When St. Paul reasoned of "righteousness, temperance, and judgment to come, Felix trembled." Did a heathen judge tremble, and shall a Christian be stupid and unaffected? "Behold, he cometh with clouds! Every eye shall see him!" Your eyes shall see him. You have received the solemn summons this day. What will you do? If wise, you will act like Noah, "who being warned of God of things not seen as yet, moved with fear, builded an ark to the saving of his house." If unwise, you will be like his infidel neighbours, who laughed him
to scorn, and perished in the flood. If ever you would wish, then, to be numbered with the saints, now lay to heart the solemn truths you have heard. Retire a little from the bustle of the world, and from the company of the gay. Endeavour to realize the important scene. O think of the tremendous day, and the miserable state of poor Christless sinners. "Those who are then found Christless, will also be speechless, helpless, and hopeless! How will their heads hang down, and their knees knock together! O what pale faces, quivering lips, and fainting hearts! O dreadful day, when the earth shall be trembling, the stars falling, the trumpet sounding, the dead rising, the elements melting, and the world on fire!"
This scene, so tremendous to a sinner, will be the most happy and joyful that ever was known to the humble believer in Jesus. The second coming of Christ is spoken of in Scripture as a most desirable event; and true Christians are described as "loving his appearance," and saying, "Come, Lord Jesus, come quickly." And would you not wish to call this great and glorious Judge your friend, and to be owned by him at the great day? Well, then, know, my friends, that he is now set before you in the Gospel, as an all-sufficient and most gracious Saviour. He is now as gracious as he will then be glorious. Why should you keep at a distance from him? His blood can cleanse you from all your past sins, though deeply dyed as scarlet and crimson. He came to seek and save sinners such as you. Look then to him and be saved. Come but to him, he will not cast you out; believe in him, and he will be your friend. Your first business in religion is to fly to your Saviour's arms, and find salvation in his blood. He will then give you his Holy Spirit to soften your heart, subdue your iniquities, and enable you to bring forth those works of love, which he will graciously own and reward in the great day.

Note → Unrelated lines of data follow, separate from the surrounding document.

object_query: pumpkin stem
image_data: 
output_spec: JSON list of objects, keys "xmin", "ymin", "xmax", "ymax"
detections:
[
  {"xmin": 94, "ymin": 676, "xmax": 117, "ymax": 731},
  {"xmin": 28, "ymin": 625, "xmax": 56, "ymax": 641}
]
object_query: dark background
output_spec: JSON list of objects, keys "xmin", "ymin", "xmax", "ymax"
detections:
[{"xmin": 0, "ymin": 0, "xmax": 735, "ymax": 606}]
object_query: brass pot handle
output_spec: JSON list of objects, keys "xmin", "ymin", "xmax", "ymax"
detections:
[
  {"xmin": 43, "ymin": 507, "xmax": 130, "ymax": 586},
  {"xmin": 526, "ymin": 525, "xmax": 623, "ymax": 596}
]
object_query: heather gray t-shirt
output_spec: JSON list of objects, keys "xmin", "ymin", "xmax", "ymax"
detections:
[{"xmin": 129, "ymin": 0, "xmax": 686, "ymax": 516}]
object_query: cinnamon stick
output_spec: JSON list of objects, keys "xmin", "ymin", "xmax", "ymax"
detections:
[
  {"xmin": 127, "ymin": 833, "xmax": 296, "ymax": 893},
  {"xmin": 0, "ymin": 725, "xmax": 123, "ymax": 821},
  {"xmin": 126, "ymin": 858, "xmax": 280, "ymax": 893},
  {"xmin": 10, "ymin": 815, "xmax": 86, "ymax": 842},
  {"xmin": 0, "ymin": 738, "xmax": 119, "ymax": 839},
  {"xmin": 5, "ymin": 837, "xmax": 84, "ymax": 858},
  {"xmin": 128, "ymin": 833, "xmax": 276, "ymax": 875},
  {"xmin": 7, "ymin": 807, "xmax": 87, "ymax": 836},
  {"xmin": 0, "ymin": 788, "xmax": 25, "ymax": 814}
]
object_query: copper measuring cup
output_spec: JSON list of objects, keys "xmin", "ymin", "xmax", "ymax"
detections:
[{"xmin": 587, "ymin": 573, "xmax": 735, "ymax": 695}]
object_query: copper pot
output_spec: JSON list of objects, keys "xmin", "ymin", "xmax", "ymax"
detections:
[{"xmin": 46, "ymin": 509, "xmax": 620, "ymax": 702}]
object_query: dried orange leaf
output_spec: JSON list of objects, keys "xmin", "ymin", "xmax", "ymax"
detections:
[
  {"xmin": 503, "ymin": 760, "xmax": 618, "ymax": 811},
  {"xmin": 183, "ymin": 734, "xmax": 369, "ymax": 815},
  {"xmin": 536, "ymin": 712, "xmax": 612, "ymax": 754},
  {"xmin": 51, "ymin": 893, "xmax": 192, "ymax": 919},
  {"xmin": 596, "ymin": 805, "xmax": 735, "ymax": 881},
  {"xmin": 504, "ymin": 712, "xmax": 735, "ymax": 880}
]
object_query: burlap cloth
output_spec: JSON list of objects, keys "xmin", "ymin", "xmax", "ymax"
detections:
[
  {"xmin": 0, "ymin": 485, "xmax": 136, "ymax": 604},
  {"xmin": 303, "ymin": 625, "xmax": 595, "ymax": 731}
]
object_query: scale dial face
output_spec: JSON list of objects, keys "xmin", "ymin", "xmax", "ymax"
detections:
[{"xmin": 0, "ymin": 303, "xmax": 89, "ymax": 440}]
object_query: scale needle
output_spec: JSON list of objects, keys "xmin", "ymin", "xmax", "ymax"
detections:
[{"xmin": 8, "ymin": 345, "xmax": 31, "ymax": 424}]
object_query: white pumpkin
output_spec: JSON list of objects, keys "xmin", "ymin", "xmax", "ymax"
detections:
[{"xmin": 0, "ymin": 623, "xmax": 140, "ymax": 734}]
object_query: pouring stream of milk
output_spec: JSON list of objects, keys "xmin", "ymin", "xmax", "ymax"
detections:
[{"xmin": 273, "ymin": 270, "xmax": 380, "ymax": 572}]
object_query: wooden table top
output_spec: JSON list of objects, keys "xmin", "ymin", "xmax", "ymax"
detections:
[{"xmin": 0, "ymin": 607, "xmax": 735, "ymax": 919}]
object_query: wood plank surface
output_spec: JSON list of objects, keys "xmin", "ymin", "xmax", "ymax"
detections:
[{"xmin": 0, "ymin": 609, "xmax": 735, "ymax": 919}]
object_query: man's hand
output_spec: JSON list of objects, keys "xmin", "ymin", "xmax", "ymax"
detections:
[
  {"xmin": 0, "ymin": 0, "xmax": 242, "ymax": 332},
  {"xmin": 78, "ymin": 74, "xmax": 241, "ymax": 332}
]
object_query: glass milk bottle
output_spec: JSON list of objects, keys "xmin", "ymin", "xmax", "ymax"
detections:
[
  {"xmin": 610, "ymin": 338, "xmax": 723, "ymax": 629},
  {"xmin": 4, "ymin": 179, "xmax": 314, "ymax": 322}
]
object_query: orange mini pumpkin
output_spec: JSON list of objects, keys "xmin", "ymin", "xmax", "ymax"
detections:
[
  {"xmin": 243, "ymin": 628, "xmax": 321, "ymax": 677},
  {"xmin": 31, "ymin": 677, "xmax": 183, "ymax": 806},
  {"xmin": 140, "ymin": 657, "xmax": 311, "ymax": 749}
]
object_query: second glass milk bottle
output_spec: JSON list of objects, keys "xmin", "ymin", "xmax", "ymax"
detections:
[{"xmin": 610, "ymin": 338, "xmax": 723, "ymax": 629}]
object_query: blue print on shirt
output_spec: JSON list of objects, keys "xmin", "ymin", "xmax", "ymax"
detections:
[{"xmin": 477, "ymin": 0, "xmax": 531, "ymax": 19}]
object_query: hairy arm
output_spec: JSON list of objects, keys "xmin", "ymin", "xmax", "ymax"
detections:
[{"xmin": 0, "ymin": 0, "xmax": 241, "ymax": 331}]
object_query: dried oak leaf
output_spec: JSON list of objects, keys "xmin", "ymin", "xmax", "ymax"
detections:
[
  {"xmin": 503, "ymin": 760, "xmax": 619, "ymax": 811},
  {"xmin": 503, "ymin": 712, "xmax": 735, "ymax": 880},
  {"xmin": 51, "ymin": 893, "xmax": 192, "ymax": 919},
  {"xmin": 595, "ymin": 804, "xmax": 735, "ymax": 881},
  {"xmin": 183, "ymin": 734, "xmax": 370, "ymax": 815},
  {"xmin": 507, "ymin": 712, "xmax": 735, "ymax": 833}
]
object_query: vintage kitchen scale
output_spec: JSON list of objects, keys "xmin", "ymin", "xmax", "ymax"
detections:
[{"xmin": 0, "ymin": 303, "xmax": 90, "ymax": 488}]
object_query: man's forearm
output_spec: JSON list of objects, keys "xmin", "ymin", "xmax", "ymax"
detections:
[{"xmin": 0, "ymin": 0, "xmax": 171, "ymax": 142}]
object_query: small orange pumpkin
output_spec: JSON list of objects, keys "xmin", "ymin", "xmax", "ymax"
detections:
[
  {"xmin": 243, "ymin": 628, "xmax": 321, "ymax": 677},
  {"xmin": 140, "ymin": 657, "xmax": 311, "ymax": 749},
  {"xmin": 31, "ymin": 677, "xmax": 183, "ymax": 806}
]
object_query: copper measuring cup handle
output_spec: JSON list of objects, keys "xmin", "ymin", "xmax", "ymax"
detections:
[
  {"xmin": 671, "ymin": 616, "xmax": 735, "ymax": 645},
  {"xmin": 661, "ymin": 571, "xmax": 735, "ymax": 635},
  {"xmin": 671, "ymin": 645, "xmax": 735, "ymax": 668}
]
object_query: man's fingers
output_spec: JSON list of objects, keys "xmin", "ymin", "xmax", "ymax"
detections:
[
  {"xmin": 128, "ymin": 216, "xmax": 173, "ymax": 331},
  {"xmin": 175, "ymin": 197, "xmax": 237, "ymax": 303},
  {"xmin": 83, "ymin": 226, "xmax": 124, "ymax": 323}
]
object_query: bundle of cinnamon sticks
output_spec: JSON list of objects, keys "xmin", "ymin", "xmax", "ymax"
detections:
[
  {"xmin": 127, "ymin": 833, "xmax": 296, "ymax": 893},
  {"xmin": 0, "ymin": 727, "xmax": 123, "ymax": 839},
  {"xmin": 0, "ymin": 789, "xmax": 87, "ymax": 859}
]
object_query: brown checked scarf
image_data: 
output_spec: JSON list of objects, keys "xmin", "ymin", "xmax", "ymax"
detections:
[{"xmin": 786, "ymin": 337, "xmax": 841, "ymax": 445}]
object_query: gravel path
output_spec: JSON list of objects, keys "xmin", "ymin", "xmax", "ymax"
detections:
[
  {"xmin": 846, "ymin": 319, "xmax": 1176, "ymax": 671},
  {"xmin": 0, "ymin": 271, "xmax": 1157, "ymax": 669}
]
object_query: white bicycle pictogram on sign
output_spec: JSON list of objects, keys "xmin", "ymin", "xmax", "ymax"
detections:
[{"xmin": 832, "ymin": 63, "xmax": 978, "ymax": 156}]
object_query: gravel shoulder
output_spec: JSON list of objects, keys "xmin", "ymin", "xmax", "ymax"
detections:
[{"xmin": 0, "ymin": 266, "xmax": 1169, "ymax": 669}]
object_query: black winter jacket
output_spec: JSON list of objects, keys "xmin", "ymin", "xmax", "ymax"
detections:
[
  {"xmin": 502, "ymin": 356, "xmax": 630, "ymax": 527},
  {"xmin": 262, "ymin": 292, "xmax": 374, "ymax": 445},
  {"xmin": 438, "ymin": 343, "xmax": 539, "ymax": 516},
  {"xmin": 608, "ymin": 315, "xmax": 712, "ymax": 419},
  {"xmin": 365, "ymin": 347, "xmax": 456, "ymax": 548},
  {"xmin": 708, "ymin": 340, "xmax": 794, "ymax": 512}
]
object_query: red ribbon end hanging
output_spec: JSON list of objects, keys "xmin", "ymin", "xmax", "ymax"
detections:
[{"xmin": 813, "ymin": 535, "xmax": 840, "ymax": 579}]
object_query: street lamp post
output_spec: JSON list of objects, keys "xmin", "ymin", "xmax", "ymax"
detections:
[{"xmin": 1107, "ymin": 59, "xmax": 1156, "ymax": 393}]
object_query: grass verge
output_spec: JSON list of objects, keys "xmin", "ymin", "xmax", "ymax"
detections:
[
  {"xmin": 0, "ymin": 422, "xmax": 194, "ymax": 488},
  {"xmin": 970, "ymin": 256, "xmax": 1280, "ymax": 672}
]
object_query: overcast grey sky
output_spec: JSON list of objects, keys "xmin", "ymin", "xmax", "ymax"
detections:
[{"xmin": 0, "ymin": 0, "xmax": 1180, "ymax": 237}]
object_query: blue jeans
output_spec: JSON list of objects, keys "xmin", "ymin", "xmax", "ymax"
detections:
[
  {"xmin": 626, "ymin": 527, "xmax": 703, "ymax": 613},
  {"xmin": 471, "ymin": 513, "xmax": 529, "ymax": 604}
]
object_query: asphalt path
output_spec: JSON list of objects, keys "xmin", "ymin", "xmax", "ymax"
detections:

Let the thoughts of "appointed death and judgment" be duly improved by the believer. "Seeing then that all these things shall be dissolved, what manner of persons ought we to be in all holy conversation and godliness: looking for, and hastening unto the coming of the day of God?" What watchfulness, what seriousness, become us! Let us be concerned to be always ready; daily walking humbly and closely with God; sitting loose to all created objects, from which death may so suddenly separate us; and having our affections placed on heavenly things, to which death will so readily transmit us. Look on death as a disarmed foe; a serpent which may hiss, but cannot sting. Look on judgment as a most desirable event; when soul and body being reunited, and made perfect in holiness, the believer shall be openly acknowledged, and for ever made happy in the full enjoyment of Christ to all eternity. Blessed be God, for Jesus Christ!